FUENTE FORMAL: CÓDIGO DE PROCEDIMIENTO PENAL - ARTICULO 414
RÉGIMEN DE RESPONSABILIDAD APLICABLE EN CASOS DE PRIVACIÓN
INJUSTA DE LA LIBERTAD - Evolución jurisprudencial. Etapas / CRITERIOS DEL RÉGIMEN DE RESPONSABILIDAD APLICABLE EN CASOS DE PRIVACIÓN INJUSTA DE LA LIBERTAD - Tercera posición.
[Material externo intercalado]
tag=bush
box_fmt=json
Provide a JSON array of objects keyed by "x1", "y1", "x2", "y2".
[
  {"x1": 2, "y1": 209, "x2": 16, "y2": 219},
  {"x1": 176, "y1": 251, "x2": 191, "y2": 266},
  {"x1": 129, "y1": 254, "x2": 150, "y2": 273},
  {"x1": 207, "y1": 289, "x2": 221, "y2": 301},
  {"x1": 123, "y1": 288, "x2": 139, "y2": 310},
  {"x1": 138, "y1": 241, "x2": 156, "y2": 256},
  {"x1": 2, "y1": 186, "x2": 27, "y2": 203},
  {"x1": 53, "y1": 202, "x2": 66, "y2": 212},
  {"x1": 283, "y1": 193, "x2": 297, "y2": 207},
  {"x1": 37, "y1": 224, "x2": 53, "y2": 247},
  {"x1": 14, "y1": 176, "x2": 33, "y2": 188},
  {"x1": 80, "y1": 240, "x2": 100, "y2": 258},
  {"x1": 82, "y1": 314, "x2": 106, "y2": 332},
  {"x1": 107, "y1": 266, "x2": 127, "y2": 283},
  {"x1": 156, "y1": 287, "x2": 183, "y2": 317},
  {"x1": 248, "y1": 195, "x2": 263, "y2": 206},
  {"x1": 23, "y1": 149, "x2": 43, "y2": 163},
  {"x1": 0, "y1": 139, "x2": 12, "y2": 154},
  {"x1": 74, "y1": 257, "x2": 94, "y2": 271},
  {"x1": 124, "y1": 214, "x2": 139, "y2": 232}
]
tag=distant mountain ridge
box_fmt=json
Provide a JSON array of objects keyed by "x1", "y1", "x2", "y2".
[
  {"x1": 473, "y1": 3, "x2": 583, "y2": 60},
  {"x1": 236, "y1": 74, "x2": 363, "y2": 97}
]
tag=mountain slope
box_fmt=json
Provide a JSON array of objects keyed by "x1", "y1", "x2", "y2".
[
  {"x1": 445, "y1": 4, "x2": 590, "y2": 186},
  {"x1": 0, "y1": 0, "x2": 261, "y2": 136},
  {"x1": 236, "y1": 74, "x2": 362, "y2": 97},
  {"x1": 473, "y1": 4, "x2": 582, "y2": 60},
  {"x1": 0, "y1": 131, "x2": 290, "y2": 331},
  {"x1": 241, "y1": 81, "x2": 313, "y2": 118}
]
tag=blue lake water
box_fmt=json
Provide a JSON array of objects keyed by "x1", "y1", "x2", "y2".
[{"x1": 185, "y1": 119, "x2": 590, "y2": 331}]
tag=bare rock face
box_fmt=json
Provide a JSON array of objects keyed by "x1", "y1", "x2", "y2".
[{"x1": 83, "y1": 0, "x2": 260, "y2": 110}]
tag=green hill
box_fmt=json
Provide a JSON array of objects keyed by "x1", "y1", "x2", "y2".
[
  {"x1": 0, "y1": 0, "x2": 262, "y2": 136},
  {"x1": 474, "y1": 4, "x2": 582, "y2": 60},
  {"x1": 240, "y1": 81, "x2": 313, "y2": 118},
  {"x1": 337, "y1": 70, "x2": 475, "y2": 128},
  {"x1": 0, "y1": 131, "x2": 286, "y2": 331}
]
Existencia de decisión absolutoria sin importar la clase de restricción / PRESUPUESTOS DE PROCEDENCIA DE LA RESPONSABILIDAD PATRIMONIAL DEL ESTADO POR PRIVACIÓN INJUSTA DE LA LIBERTAD - Aunque la absolución no provenga de los eventos de imputación objetiva Finalmente, una tercera etapa, que es la que prohíja la Sala actualmente, sostiene el Alto Tribunal que se puede derivar la responsabilidad patrimonial del Estado por la privación injusta de la libertad, cuando el proceso penal termina con sentencia absolutoria (o preclusión de la investigación), incluyendo el evento del in dubio pro reo, aunque para la privación se hayan cumplido todas las exigencias legales; lo anterior, en razón a que se entiende que es desproporcionado, inequitativo y rompe con las cargas públicas soportables que una persona en el Estado Social de Derecho vea limitado su derecho a la libertad para luego resultar absuelto del cargo imputado. (…) la privación injusta de la libertad no se limita a las hipótesis previstas en el artículo 414 del Decreto 2700 de 1991 y además no interesa que ella sea intramural, domiciliaria, o consista en restricciones para salir del país o
para cambiar de domicilio.
FUENTE FORMAL: CÓDIGO DE PROCEDIMIENTO PENAL - ARTICULO 414
APLICACIÓN DE LA SENTENCIA DE UNIFICACIÓN / PERJUICIO MORAL POR PRIVACIÓN INJUSTA DE LA LIBERTAD / RECONOCIMIENTO DEL PERJUICIO MORAL POR PRIVACIÓN INJUSTA DE LA LIBERTAD / NIVELES PARA EL
RECONOCIMIENTO DE LA INDEMNIZACIÓN DEL PERJUICIO MORAL /
PRUEBA DEL ESTADO CIVIL / ACREDITACIÓN DE LA RELACIÓN AFECTIVA PARA LA INDEMNIZACIÓN DEL PERJUICIO MORAL Respecto de las reglas para determinar el monto de los perjuicios causados como consecuencia de la privación injusta de la libertad, es oportuno recordar lo dispuesto en sentencia del 28 de agosto de 2014, proferida por la Sección Tercera del Consejo de Estado, donde se estableció que la reparación del perjuicio moral derivado de la privación injusta de la libertad se determina en salarios mínimos mensuales vigentes, a partir de cinco niveles que se configuran teniendo en cuenta el parentesco o la cercanía afectiva existente entre la víctima directa y aquellos que acuden a la justicia en calidad de perjudicados, y el término de duración de la privación de la libertad (…) Para los niveles 1 y 2 se requiere la prueba del estado civil o de la convivencia de los compañeros; para los niveles 3 y 4 es indispensable además la prueba de la relación afectiva; y para el nivel 5 sólo se exige la prueba de la relación afectiva. NOTA DE RELATORÍA: Referente a los presupuestos jurisprudenciales para tasación de perjuicios morales por privación
injusta de la libertad, consultar sentencia de 28 de agosto de 2014, Exp. 36149, C.P. Hernán Andrade Rincón (E).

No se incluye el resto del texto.